Fearless and loyal as The Finnish Spitzs are, they are one of hounting breeds in history. However, this breed have a good-natured and lively inner world. As they still have some instincts of tracking things. You can find them in many training competitions. 

Other Names Finnen-Spitz, Spitz Finlandais, Spitz Finlandes, Suomenpystykorva
Color Black, Brown, Gray, Red
Height Males: 17-20 inches. Females: 15-18 inches.
Weight Males: 26-35 pounds. Females: 15-31 pounds.
Life Span 13-15 years
Personality Friendly, Good-Natured, Lively
Exercise Needs Lots of Activity
Popularity #183
Groom Needs Weekly Brushing and Seasonal Shedding
Kids Friendly Yes
Dog Friendly Yes with supervision
Watch Dog
Family Dog
Litter Size 2-8 puppies

Finnish Spitz Pictures

Finnish Spitz Video


The Finnish Spitz is known for its barking instinct at any out-of-place thing in its surroundings, and this is their basic mode of hunting. Like bird dogs, they hunt mainly by barking at the direction of the game bird for the hunter to notice it. Finnish Spitzes have a square build; leggier than their backs are long. Females are slightly longer in the back than males. They have a well-balanced and symmetrical body. The normal color of adult Finnish Spitzes is golden-red with little variations in shade.

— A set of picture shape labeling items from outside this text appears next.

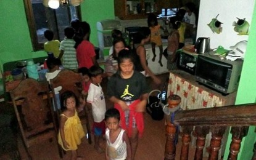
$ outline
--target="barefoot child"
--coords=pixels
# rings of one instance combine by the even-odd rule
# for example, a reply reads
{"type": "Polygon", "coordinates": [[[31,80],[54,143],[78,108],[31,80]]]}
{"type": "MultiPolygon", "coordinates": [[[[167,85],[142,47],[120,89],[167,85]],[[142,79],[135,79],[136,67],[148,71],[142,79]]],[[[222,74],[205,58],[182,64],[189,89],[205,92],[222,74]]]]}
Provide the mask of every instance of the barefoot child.
{"type": "Polygon", "coordinates": [[[77,145],[81,143],[81,139],[85,135],[76,109],[78,100],[73,92],[66,91],[61,95],[61,102],[62,113],[60,114],[59,144],[63,150],[71,151],[70,159],[83,159],[77,156],[77,145]]]}
{"type": "Polygon", "coordinates": [[[105,113],[105,159],[131,159],[131,145],[126,132],[119,126],[120,114],[116,108],[110,108],[105,113]]]}
{"type": "MultiPolygon", "coordinates": [[[[94,134],[94,148],[99,153],[104,152],[100,147],[100,139],[105,134],[105,102],[102,88],[100,83],[102,80],[103,70],[98,66],[93,66],[89,69],[91,84],[87,96],[87,106],[92,109],[93,117],[93,132],[94,134]]],[[[90,108],[89,108],[90,109],[90,108]]]]}

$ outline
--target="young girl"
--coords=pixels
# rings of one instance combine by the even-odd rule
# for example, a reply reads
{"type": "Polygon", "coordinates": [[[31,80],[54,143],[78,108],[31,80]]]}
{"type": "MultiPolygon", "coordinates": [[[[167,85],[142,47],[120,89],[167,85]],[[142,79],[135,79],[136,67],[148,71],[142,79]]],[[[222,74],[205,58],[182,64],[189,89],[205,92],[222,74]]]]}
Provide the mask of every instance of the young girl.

A full-grown male of the breed should stand roughly 17-20 inches at the shoulder and weigh around 25-35 pounds. A similar female stands 15-18 inches at the shoulder and weighs about 20-30 pounds, at maturity. Finnish Spitz dogs have an average lifespan of 12-15 years.

Living with Finnish Spitz

It takes owners little time to bath and groom the Finnish Spitzs. Owners can perfectly groom them even without professional tools. Hardly will a owner of the Finnish Spitz visit dog hairdresser, as owners can finish all the grooming task required by the Finnish Spitzs. This breed can own perfect appearance even if owners just bath and groom them regularly. Owners don’t need to make any unnecessary move about the hair-trimming plans. As their natural coat don’t require any trimming or dying. Owners can choose to trim their feet frequently, as there might be dirt and dust build up around nails. A pin brush is suitable for the Finnish Spitzs to get rid of some mats and tangles, but owners should bath them beforehand. After bathing, owners should concern that blow-drying is not recommended, especially with a high-temperatured blower. Brush their hairs from the skin surface to the tips of hair every two to three days. The Finnish Spitzs are prone to shed alot twice a year. During the shedding season, owners can meet dogs’ need of shedding. Owners can choose to brush them every day with a comb and a slicker brush. Female Finnish Spitzs tend to shed more hairs, owners should be patient with them.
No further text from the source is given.